Ce dimanche, sous un ciel probablement gris, Chiara Dahlem participera à son premier «urban talk». L’initiative est pilotée par la Kulturfabrik, dans le cadre de son festival d’art de rue. La rencontre se déroulera entre 9 h et midi.
La Luxembourgeoise a passé douze ans en Allemagne, à écumer les évènements de Sarrebruck à Berlin. «L’art urbain, c’est l’art devant tout le monde, lâche-t-elle. J’ai toujours recherché la réaction des gens. Mais leur parler, s’imprégner de leur vie, comprendre comment ils voient leur quartier… c’est une première.»
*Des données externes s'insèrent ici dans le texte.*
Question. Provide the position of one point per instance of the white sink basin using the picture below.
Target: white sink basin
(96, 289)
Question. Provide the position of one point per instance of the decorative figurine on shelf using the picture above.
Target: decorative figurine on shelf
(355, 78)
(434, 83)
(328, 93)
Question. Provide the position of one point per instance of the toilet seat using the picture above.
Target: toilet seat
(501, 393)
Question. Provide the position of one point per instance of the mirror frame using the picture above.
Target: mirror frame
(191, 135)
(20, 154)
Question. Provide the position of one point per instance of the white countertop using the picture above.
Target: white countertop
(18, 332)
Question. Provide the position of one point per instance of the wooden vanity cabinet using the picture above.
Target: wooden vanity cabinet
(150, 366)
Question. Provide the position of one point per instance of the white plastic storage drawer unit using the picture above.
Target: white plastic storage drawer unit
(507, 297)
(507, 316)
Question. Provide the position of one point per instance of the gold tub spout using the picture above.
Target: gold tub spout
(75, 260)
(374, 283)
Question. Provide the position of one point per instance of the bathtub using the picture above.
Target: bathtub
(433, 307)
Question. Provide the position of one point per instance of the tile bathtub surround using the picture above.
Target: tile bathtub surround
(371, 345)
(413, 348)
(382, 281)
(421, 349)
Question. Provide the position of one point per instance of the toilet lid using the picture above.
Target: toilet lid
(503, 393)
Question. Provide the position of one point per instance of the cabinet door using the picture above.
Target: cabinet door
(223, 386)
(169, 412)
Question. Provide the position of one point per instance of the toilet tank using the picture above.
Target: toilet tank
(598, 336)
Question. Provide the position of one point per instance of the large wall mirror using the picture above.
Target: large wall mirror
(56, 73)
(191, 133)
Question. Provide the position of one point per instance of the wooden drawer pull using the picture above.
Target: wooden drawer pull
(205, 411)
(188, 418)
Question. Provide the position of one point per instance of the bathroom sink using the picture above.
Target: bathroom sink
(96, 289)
Ce sont eux qui vivent ici
Le concept est «d’abord d’écouter les habitants. Ce sont eux qui vivent ici, c’est à eux de me dire ce qu’il manque pour que la place soit plus vivante». Chiara est venue faire du repérage à plusieurs reprises. «J’ai vu comment était la lumière du matin, de l’après-midi… Je suis restée sur un banc à observer les passants. Mon sentiment est que l’endroit n’a pas d’identité. Des gens n’ont même pas compris qu’il s’agissait d’un terrain de pétanque. Les passants s’assoient rarement sur les bancs.»
L’endroit a été aménagé il y a deux ans et déjà il faudrait le changer? «Attention, prévient Chiara. Je ne vais pas abattre un immeuble! Je suis artiste, pas architecte. Nous avons aussi un budget précis à respecter.» Mais pas d’idées arrêtées.
Il pourrait tout aussi bien s’agir de peinture murale que d’une installation ou une œuvre plus conceptuelle encore. «J’ai trois projets en tête, mais je n’en dirais rien, sourit Chiara. Je veux être à l’écoute.»
Intégrer les habitants est une chose. Conserver sa liberté d’artiste une autre. «Un artiste doit-il être tenu par le goût du public?», demande-t-on. La frontière entre art et aménagement urbain est par ailleurs assez mince. On chambre gentiment Chiara : «Il va falloir que vous expliquiez aux gens que vous ne bossez pas chez IKEA!» – «L’artiste compose toujours avec différents paramètres, nous répond-elle du tac au tac. La rue est un paramètre, la toile est un paramètre, ta technique artistique encore un autre… Là, je ne vais pas chercher à faire que des heureux. Je ne vais pas dire « qui veut que je dessine un chien ? ». Il y a toujours une appréciation de l’art. Ce qui change, c’est de considérer le lieu ET les gens.» La démarche est tout à fait louable, quand on voit comment Esch est «maquillé» sans le consentement des habitants.
Les projets qui vont naître dans le cadre du «KuFa’s Urban Art 2020» seront éphémères. Celui de la place des Argentins aussi. Peut-être que le terrain de pétanque ne sera plus un terrain de pétanque. «Qui sait?…», glisse Chiara énigmatique.
Nous recommandons sincèrement d’aller rencontrer l’artiste ce dimanche. Le moment sera sympathique, puisque Chiara Dahlem est sympathique! Il y aura des croissants aussi, un camion pour s’abriter. Et qui sait, le début d’une belle aventure urbaine et artistique à la clef.
Hubert Gamelon
Les autres rencontres
– Ce samedi, 14 h-16 h au 24 rue de l’Alzette, avec Kit Empire (LU-FR) et Irina Moons (LU). Puis 16 h-18 h, 108 rue de l’Alzette avec Carsí Navarro (LU), Miguel Arraiz (ES) & Moshi Moshi (BE), Julie Conrad (LU).
– Ce dimanche, place des Argentins, 9 h-12 h, rue du Canal, avec Chiara Dahlem (LU), puis 14 h-17 h Parc Galgenberg (entrée rue du Stade) avec Lisa Junius (LU).
– Dimanche 16 février : 9 h-12 h à la Schoul Aérodrome avec David Soner (LU) et Carla Marques (LU). Puis 14 h- 17 h, parking à l’angle rue d’Audun et boulevard Kennedy, avec Steve Gerges (LU).